Yılın üçüncü enflasyon raporunun sunumunu yapan Türkiye Cumhuriyet Merkez Bankası (TCMB) Lideri Şahap Kavcıoğlu, bu yılki yüzde 42.8 olan yıl sonu enflasyon iddiasını yüzde 60.4 olarak revize ettiklerini açıkladı. TCMB birinci enflasyon raporunda da 2022 yıl sonuna ait enflasyon iddiasını yüzde 11.8’den yüzde 23.2’ye yükseltmişti.
TCMB’nin bu yıl hedeflediği yüzde 60.4 sayısına ulaşabilmesi için yılın ikinci 6 ayında enflasyonun kümülatif olarak yüzde 18.71 olarak gerçekleşmesi gerekiyor. Zira 6 aylık enflasyon ortalaması kümülatif olarak yüzde 41.69.

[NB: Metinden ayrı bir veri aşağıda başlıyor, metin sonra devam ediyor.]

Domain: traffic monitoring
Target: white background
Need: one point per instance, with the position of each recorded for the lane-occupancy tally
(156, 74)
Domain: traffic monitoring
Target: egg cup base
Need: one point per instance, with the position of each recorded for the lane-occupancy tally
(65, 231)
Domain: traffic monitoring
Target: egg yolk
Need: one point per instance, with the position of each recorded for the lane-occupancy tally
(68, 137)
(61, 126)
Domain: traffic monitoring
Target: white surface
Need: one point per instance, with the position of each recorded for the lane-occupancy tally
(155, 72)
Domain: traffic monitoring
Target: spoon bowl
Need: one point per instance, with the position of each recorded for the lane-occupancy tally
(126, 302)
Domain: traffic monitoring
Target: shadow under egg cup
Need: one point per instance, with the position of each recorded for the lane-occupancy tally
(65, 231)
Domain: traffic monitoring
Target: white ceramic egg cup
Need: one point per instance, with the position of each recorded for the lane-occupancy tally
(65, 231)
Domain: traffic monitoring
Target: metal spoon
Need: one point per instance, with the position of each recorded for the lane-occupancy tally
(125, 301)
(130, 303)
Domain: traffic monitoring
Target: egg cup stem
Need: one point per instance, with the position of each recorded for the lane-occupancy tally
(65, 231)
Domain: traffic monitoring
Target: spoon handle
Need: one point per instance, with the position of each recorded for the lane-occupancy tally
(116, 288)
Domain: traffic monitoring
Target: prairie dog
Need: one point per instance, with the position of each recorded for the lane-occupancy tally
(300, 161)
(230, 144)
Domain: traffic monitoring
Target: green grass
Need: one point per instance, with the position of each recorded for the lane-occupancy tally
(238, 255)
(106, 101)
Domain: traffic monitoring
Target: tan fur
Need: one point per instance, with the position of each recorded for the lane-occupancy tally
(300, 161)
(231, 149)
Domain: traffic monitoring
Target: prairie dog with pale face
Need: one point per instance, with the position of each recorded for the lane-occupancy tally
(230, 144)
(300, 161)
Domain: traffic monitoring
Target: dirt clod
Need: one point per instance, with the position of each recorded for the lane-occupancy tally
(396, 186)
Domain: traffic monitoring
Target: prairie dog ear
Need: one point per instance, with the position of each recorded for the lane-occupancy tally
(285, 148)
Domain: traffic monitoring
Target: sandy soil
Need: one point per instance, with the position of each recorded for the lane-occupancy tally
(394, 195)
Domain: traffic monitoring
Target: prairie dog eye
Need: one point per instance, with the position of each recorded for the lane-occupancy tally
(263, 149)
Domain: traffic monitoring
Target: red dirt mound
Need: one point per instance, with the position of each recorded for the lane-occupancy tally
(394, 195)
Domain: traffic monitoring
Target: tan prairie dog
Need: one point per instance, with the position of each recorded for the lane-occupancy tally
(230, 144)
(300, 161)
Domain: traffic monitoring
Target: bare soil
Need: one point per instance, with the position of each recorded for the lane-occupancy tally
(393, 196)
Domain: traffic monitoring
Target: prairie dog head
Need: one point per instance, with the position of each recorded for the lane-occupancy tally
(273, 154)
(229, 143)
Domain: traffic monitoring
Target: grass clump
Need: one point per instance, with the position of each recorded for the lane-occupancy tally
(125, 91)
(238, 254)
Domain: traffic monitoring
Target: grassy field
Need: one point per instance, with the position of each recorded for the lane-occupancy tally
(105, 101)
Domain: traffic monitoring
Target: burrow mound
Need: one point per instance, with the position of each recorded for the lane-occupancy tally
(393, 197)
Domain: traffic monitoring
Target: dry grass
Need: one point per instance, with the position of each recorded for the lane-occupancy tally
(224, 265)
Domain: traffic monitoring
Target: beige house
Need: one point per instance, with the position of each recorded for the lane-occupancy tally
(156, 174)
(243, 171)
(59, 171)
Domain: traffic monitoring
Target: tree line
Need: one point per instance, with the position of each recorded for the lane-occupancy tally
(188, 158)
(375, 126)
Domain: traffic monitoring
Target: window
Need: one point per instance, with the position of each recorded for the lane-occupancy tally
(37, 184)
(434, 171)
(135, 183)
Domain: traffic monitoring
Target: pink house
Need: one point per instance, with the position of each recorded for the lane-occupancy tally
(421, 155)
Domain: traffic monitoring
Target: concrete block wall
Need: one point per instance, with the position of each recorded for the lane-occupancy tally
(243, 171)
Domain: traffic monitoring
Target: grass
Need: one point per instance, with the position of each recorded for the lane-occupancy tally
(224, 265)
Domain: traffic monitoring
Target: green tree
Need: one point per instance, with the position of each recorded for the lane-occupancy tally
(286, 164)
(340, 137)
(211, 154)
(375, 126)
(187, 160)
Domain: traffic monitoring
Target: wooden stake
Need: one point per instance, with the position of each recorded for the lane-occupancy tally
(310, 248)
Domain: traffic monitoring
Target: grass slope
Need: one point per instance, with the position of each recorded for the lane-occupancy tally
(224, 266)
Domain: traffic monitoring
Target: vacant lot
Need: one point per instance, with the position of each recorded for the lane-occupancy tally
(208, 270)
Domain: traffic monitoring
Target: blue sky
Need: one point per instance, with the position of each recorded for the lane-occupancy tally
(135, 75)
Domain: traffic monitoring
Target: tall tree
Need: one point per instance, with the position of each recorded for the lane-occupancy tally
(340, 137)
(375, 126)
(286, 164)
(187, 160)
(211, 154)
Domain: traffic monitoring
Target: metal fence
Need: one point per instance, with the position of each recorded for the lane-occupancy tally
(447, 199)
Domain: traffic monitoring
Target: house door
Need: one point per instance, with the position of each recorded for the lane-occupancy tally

’10 günü çıkarırsak en az paha kaybeden para ünitesi TL’
Kavcıoğlu, konuşmasında “Tüm faizlerin siyaset faizine yakınsaması için adımlar atmaya devam edeceğiz. Liralaşma stratejisi âlâ gidiyor. Süreç içinde gerekirse birtakım ek önlemler alabiliriz” dedi. Son 10 gün çıkarıldığında son bir ayda en az kıymet kaybeden para ünitesinin Türk Lirası olduğunu söyleyen Kavcıoğlu, “Kurun şu anda enflasyona tesiri geçmiş periyoda nazaran daha az” değerlendirmesini yaptı.
‘Rezervlerimiz geçen yıl ile tıpkı seviyede’
TCMB rezervlerinin geçen yıl ile birebir düzeyde olduğunu da savunan Kavcıoğlu, “Zor bir süreçten geçiyoruz. Güç dahil tüm ödemeleri gününde yaptık. Bu bir rezerv erimesi değil, rezerv yer değiştirmesi olarak olarak görülmeli” diye konuştu.
‘Türkiye haksız bir CDS ile karşı karşıya’
Kavcıoğlu, Türkiye’nin 5 yıl vadeli kredi risk priminin 866 puan olduğuna inanmadıklarını da vurgulayarak, “Birçok ülkenin yaşadığı ekonomik ve siyasi, finansal dalındaki ezalar ile kıyaslanmayacak kadar düzgün olan Türkiye, haksız bir CDS ile karşı karşıya. Ekonomik olduğu kadar siyasi olduğunu da düşünüyorum. CDS’lerin bu pahasını kabul etmiyoruz” savunmasını yaptı.
‘Artışın nedeni küresel’
Kavcıoğlu, enflasyonun 2022 yıl sonunda yüzde 6.4 olarak gerçekleşeceği, 2023 yıl sonunda yüzde 19.2’ye geriledikten sonra 2024 sonunda yüzde yüzde 8.8 seviyesine geleceğinin varsayım edildiğini söyledi. Kavcıoğlu, besin enflasyon varsayımını ise yüzde 49’dan yüzde 71.3’e yükselttiklerini, petrol varsayımını 102 dolardan 99.6 dolara çektiklerini açıkladı. Bir evvelki enflasyon beklentisi bu yıl sonu için yüzde 42.8, gelecek yıl sonu için yüzde 12.9 ve 2024 yılı sonu için yüzde 8.3 düzeyindeydi. Konuşmasında yılın ikinci çeyreğinde jeopolitik riskler ile pandemiden kaynaklanan aksamaların global iktisadi faaliyeti olumsuz etkilediğini söyleyen Kavcıoğlu, şu tabirleri kullandı:
‘Durum olağana döndüğünde cari fazla vereceğiz’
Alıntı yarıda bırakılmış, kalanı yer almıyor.